Rechtsstaat, Menschenrechte, EMRK im französischen Wahlkampf

Auszug aus einer in der Zeitung „Libération“ veröffentlichten Erklärung, in der sich Anwälten und Richter für die Wahl Emmanuel Macrons aussprachen, weil er für Rechtsstaat, Grundrechte und die Europäische Menschenrechtskonvention einstehe:

„(…) Cette campagne présidentielle a mis en lumière ce que beaucoup de commentateurs, de professionnels du droit et de démocrates signalent depuis plusieurs années déjà : une mise en cause de la fonction de la justice et un sentiment de défiance croissant vis-à-vis d’elle.

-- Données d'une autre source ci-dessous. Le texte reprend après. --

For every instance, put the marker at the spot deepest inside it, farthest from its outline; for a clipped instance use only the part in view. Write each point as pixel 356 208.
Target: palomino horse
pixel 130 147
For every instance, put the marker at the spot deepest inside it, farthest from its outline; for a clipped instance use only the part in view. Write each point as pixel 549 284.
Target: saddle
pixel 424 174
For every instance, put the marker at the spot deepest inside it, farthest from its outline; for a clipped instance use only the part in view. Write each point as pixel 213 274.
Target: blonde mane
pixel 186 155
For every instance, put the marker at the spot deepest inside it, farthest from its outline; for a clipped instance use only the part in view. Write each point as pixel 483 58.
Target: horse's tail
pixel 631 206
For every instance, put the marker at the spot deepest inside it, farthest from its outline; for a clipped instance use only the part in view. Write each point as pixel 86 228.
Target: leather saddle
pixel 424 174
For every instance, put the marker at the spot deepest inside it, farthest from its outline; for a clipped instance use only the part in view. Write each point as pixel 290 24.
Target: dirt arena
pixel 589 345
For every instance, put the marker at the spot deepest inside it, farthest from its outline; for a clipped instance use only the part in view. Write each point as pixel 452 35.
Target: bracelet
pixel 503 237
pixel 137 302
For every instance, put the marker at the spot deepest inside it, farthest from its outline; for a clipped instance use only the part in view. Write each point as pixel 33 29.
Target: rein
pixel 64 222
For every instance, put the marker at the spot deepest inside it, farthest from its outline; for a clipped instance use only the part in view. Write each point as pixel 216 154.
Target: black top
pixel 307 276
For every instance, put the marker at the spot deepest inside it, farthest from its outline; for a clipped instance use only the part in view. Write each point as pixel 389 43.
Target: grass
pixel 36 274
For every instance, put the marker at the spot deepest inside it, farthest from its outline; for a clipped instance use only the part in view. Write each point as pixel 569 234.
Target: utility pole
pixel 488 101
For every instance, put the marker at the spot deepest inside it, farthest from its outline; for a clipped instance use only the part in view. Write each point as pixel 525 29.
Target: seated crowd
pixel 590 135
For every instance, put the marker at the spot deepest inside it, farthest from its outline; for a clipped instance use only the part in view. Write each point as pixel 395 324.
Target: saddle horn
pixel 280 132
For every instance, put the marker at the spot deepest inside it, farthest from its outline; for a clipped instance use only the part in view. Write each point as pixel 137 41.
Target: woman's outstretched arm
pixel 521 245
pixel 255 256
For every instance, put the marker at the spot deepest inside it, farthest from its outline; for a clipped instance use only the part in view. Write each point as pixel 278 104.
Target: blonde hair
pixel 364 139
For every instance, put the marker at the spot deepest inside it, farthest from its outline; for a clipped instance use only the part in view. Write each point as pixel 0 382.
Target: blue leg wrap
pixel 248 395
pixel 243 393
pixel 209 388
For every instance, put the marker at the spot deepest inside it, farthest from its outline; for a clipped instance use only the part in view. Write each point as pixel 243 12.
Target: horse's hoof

Quand l’un des candidats à l’élection présidentielle ose affirmer être victime d’une justice aux ordres d’un cabinet politique, quand une autre candidate ne daigne même pas se présenter aux convocations des juges, ils cherchent à accréditer l’idée selon laquelle la justice n’est plus rendue par et pour le peuple, mais contre lui. La justice est insultée par ceux qui pourtant prétendent à la fonction qui doit la protéger.

Dans ce moment charnière de la vie politique de notre pays, nous appelons à voter pour le seul candidat qui réaffirme les principes issus de la Révolution et de la déclaration des droits de l’homme et du citoyen, qui s’émeut face aux doutes sur l’impartialité de la justice, qui n’instrumentalise pas politiquement les affaires de ses concurrents en respectant la présomption d’innocence, et, surtout, qui souhaite renforcer l’indépendance de l’autorité judiciaire pour qu’elle ne puisse plus être mise en cause. Emmanuel Macron souhaite faire adopter une révision constitutionnelle sur le Conseil supérieur de la magistrature, qui a notamment pour rôle d’assister le président de la République pour «garantir l’indépendance de l’autorité judiciaire» (article 64 de la Constitution). (…) Par ailleurs, il est tout aussi important pour nous qu’Emmanuel Macron ait prévu que l’interdiction faite au ministre de la Justice de donner des instructions dans les affaires individuelles, inscrite dans la loi depuis 2013, soit sanctuarisée et consolidée. Le candidat d’En marche propose ainsi des solutions concrètes, pour qu’à l’avenir les accusations sans preuve sur un défaut d’indépendance et d’impartialité des juges ne trouvent plus d’écho dans l’opinion.

Il porte un projet de confiance dans les magistrats, refusant de céder aux soupçons contradictoires contre une justice accusée d’être tantôt trop sévère, tantôt trop laxiste. Il appartiendra aux magistrats et à eux seuls d’assumer toutes les responsabilités que leur donne la loi. Voilà pourquoi Emmanuel Macron se prononce contre la remise en cause de l’individualisation de la peine, en se déclarant à la fois contre les peines planchers, et pour la mise à exécution des peines fermes prononcées, quelle que soit leur durée. Il est flagrant que les projets de justice pénale portés par François Fillon ou Marine Le Pen sont justement ceux qui ont été inspirés par une méfiance avérée envers les magistrats : rétablissement des peines planchers, abaissement de la majorité pénale, suppression de la double compétence des juges des enfants qui ont pour mission à la fois de protéger et de sanctionner.

 

Sortir de la Convention européenne des droits de l’homme serait renoncer pour l’avenir aux progrès que la Cour introduit dans notre droit. Ce serait entériner le fait que plus aucun juge français ne siègerait au sein de la Cour, qu’il n’y aurait plus aucun juge français pour porter la voix de notre tradition juridique, une tradition à laquelle certains se disent pourtant très attachés. Ce serait, sans le dire, commencer à ruiner l’ordre juridique européen et communautaire dans son entier, car il repose lui-même sur la garantie des droits et libertés tels que protégés par la convention européenne des droits de l’Homme.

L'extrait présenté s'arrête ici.